Un décret visant à « dépénaliser » l'huile d'olive contrefaite suscite des manifestations en Italie

Les producteurs italiens protestent contre une mesure qui, selon eux, risque de compromettre la lutte contre les produits se faisant passer pour des produits italiens.

Un vif débat oppose actuellement les producteurs et les organisations agricoles au gouvernement italien au sujet d'un projet de décret législatif relatif aux sanctions en cas de contrefaçon de l'huile d'olive et de son origine (telles que définies par le règlement de l'Union européenne n° 29/2012), actuellement examiné par les commissions de l'agriculture et de la justice de la Chambre des députés.
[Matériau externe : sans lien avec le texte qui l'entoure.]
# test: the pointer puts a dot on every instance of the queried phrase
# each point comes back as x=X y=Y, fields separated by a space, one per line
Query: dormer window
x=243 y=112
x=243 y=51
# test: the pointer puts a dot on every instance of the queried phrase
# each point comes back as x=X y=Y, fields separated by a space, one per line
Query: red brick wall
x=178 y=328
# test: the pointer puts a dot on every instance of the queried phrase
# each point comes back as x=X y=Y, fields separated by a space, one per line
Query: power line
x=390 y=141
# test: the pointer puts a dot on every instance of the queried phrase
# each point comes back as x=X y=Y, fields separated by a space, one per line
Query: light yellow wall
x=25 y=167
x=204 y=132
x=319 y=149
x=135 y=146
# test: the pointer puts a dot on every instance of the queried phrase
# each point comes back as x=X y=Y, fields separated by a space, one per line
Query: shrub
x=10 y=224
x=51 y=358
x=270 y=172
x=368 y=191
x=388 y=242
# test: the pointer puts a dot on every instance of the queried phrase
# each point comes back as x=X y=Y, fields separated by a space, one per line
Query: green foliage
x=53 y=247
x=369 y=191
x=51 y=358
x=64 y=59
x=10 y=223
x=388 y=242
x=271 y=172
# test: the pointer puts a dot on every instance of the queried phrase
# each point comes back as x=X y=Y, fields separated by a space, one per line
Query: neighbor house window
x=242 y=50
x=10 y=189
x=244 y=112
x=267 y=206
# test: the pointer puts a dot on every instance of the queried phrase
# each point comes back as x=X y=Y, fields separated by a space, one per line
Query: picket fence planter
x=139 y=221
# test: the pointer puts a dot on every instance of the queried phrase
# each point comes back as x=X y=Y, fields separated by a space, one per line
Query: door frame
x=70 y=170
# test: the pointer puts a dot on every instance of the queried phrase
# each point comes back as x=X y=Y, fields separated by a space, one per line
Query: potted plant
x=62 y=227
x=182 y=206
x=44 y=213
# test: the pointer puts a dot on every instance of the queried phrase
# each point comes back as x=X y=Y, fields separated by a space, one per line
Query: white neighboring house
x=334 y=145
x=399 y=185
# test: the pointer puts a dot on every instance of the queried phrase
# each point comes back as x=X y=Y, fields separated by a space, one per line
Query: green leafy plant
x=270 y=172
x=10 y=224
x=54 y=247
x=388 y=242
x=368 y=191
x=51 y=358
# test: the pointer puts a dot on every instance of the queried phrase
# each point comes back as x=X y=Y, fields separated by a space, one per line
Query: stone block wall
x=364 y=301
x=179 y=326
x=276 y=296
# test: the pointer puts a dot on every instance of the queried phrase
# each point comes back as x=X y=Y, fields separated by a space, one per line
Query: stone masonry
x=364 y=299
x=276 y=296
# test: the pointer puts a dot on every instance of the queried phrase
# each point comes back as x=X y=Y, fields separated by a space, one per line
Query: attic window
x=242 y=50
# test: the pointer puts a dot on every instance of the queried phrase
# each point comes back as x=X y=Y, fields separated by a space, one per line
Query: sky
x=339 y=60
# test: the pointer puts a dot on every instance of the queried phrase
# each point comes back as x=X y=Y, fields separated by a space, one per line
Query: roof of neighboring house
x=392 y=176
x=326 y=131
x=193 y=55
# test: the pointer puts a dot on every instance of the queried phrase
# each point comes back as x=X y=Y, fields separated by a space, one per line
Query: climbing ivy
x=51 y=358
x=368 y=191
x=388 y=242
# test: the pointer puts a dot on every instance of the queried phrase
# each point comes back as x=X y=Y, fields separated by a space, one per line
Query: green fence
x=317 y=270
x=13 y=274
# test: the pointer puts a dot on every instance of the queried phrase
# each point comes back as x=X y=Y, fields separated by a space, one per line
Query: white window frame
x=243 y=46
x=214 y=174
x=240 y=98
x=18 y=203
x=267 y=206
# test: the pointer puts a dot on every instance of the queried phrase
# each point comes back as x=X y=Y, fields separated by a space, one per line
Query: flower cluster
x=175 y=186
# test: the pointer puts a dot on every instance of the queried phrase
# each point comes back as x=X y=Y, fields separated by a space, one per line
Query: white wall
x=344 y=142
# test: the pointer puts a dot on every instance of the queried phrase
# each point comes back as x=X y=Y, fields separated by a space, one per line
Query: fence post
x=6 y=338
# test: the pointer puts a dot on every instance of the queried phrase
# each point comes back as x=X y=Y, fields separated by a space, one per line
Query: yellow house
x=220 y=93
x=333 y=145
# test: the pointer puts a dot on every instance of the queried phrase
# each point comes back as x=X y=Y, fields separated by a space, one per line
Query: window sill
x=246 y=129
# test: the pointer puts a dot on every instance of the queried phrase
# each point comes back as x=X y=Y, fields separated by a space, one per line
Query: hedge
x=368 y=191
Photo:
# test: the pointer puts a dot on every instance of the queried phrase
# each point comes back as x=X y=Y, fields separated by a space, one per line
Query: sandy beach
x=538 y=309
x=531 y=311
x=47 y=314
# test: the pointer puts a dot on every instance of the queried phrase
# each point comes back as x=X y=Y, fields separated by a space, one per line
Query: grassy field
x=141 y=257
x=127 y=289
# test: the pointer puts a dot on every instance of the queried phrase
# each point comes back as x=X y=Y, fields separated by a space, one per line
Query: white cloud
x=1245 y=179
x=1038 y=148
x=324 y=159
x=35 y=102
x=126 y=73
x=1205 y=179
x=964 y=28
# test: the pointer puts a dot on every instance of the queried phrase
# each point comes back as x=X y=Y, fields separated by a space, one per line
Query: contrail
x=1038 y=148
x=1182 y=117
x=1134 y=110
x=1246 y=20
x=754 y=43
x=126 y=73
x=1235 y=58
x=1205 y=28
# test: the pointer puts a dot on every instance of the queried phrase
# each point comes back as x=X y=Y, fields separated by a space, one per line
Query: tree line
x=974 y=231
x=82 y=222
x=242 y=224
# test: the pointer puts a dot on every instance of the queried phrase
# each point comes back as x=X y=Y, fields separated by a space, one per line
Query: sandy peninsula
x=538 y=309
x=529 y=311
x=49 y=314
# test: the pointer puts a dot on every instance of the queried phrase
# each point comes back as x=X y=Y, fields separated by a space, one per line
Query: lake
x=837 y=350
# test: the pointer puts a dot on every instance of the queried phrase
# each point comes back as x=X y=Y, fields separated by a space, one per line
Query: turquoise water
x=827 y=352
Selon les producteurs, les associations professionnelles et les représentants du secteur, la nouvelle loi dépénaliserait le délit de contrefaçon. Une infraction pénale relevant de la fraude commerciale ne donnerait lieu qu'à une simple sanction administrative.

« Je proposerai à la commission de procéder à un audit de toutes les parties concernées, ce qui conduira à modifier le texte du projet.» – Sénatrice Colomba Mongiello

Des milliers de producteurs protestent contre cette mesure qui, selon eux, menace de compromettre la lutte contre les produits se faisant passer pour des produits italiens.

Si le décret est approuvé, les contrevenants qui « ne respectent pas l’obligation d’indiquer sur l’étiquette et dans les documents relatifs aux huiles d’olive extra vierges et vierges la dénomination d’origine, ainsi que la dénomination d’origine inappropriée, y compris par l’utilisation de signes, de chiffres ou d’autres éléments », seront punis d’une « amende de 1 600 à 9 500 euros », précise le projet qui a suscité les protestations cette semaine.

Le président d’Unaprol, David Granieri, a exhorté les ministres à créer un « contournement législatif pour remplacer les sanctions en matière de contrefaçon déjà approuvées par des lois du Parlement ».

Le président de Slow Food Italie, Gaetano Pascale, a averti que ce serait une « grave erreur » de dépénaliser les infractions liées au faux étiquetage des huiles d’olive extra vierges. « Les consommateurs et les producteurs honnêtes », a déclaré M. Pascale, « doivent être protégés par des règles strictes et par la certitude que les infractions visant à porter atteinte à la transparence de la chaîne d’approvisionnement sont également punies par le droit pénal ».

Le décret ne prévoit aucune « dépénalisation en matière d’étiquetage et d’indication d’origine » de l’huile d’olive, ont déclaré le ministre de la Justice Maurizio Martina et le ministre de l’Agriculture Andrea Orlando, dans une déclaration commune visant à rassurer sur le fait qu’il n’y aurait pas de recul par rapport aux sanctions prévues par la loi dite « Save Oil » (ou « loi Mongiello », du nom de la sénatrice Colomba Mongiello qui l’a promulguée).

« La primauté du droit pénal sera garantie. Le gouvernement s’engage », ont déclaré les deux ministres, « à travailler avec les commissions parlementaires compétentes pour préciser et renforcer la primauté des infractions pénales et des sanctions prévues par le décret, afin d’intégrer et de renforcer la loi existante et les dispositions du Code pénal. »

« Je proposerai à la commission de passer au crible toutes les parties concernées, ce qui conduira à modifier le texte du projet », a ajouté Mme Mongiello, qui a déclaré son intention de retirer l’ensemble de la mesure ou, à défaut, d’être prête à augmenter proportionnellement le montant des sanctions.

Le décret législatif devait être approuvé début janvier, mais la levée de boucliers des producteurs pourrait retarder la procédure.